Novak Djokovic also took issue with a fan shouting out during the first set of his victory Thursday over Roberto Carballes Baena.

"It's part of what we do, you know. It's part of sports. We are different from football or basketball, but at the same time you kind of want a good atmosphere, right, as a player," said Djokovic.

"It's a fine line when that line is passed, I guess, and when it starts becoming disrespectful towards the player.

"So I support a player standing up against people who are disrespecting and heckling him. It's not always possible to tolerate."

- 'Quiet or super loud' -

Daniil Medvedev sympathised with Swiatek's frustration at being distracted by the crowd at key moments, pointing out the fine margins between winning and losing.

"If someone screams in your ear, your serve, you could double fault. That's as easy as that. That's not good," said Medvedev.

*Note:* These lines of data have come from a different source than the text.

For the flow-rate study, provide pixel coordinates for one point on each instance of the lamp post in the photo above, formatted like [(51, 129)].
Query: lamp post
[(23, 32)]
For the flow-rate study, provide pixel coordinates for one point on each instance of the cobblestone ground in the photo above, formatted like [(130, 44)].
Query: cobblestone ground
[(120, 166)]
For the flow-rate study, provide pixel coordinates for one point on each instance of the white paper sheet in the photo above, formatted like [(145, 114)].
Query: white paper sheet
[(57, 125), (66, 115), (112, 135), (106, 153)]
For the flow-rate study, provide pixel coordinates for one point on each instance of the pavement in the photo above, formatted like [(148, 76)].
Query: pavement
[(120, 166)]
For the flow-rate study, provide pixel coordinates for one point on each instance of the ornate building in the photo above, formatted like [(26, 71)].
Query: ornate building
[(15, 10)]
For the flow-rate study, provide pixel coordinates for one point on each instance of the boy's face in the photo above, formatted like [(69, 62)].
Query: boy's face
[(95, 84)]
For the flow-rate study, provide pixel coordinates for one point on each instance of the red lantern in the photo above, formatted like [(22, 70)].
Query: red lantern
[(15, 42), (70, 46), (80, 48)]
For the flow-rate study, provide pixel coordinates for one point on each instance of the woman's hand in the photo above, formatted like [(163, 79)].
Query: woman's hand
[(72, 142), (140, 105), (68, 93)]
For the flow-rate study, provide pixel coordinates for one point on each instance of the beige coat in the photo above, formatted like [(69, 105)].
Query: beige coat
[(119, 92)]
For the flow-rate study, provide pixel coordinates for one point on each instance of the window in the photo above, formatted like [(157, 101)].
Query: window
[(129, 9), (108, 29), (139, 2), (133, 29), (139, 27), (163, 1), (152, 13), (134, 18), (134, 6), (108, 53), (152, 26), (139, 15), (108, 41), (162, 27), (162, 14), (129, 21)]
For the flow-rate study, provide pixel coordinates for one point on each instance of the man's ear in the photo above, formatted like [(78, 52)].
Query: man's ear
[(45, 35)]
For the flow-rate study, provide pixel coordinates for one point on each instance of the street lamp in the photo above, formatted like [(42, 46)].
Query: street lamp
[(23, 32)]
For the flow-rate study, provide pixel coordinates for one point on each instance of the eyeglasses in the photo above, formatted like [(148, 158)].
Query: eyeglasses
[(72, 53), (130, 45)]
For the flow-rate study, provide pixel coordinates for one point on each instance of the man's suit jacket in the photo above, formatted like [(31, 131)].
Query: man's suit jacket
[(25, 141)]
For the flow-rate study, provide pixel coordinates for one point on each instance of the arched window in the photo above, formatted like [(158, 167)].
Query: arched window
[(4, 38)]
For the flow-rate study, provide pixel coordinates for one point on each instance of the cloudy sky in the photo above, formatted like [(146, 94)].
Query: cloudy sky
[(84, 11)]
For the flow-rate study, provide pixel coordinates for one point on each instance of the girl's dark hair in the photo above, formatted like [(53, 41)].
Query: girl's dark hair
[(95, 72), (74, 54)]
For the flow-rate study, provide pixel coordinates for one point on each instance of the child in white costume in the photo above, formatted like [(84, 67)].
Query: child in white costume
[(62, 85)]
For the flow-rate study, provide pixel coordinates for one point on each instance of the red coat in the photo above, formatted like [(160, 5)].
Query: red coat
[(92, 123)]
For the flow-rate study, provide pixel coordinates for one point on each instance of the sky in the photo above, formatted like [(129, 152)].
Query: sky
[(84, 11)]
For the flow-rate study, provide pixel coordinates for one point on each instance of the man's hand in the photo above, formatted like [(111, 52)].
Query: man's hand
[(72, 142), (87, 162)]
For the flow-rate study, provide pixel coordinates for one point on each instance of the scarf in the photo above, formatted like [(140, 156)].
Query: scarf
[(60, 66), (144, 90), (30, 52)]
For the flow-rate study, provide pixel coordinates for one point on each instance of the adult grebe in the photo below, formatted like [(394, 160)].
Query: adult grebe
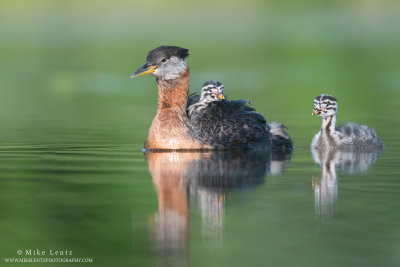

"Now what happens is that 95% of matches, tournaments, it's quiet. And then when suddenly you come to Roland Garros and it's not, it disturbs you, and it's a Grand Slam so you get more stress and it's not easy."

"There is no in between," he continued.

"It either should be quiet or super loud but all the time, and then we would get used to it, I would get used to it also, and we would not actually complain about it."

Goffin, who claimed he was spat at by a spectator as he defeated French player Giovanni Mpetshi Perricard in the opening round on Tuesday, said he had received plenty of support from his peers.

"I don't know how many people and how many players came to me and were on my side," said Goffin, whose tournament ended Thursday in a straight-sets defeat by Alexander Zverev.

"I was surprised that everybody was, like, 'Okay, what you said is great, what you said to the press is great, I agree.' So everybody is behind me, so I'm really surprised."

Mauresmo said there would be "no hesitation" to remove anyone caught throwing something at a player.

She said it would be at an umpire's discretion how to handle other disruptive spectators and called for officials to be sterner.

Sebastian Korda, who awaits Carlos Alcaraz in the last 32, wants fans to enjoy themselves, but within reason.

"I've played in Australia on one of their brand-new courts that has a bar right next to it. It wasn't a fun experience," he said.

"I think they should do whatever they want, but hopefully not get too rowdy out there."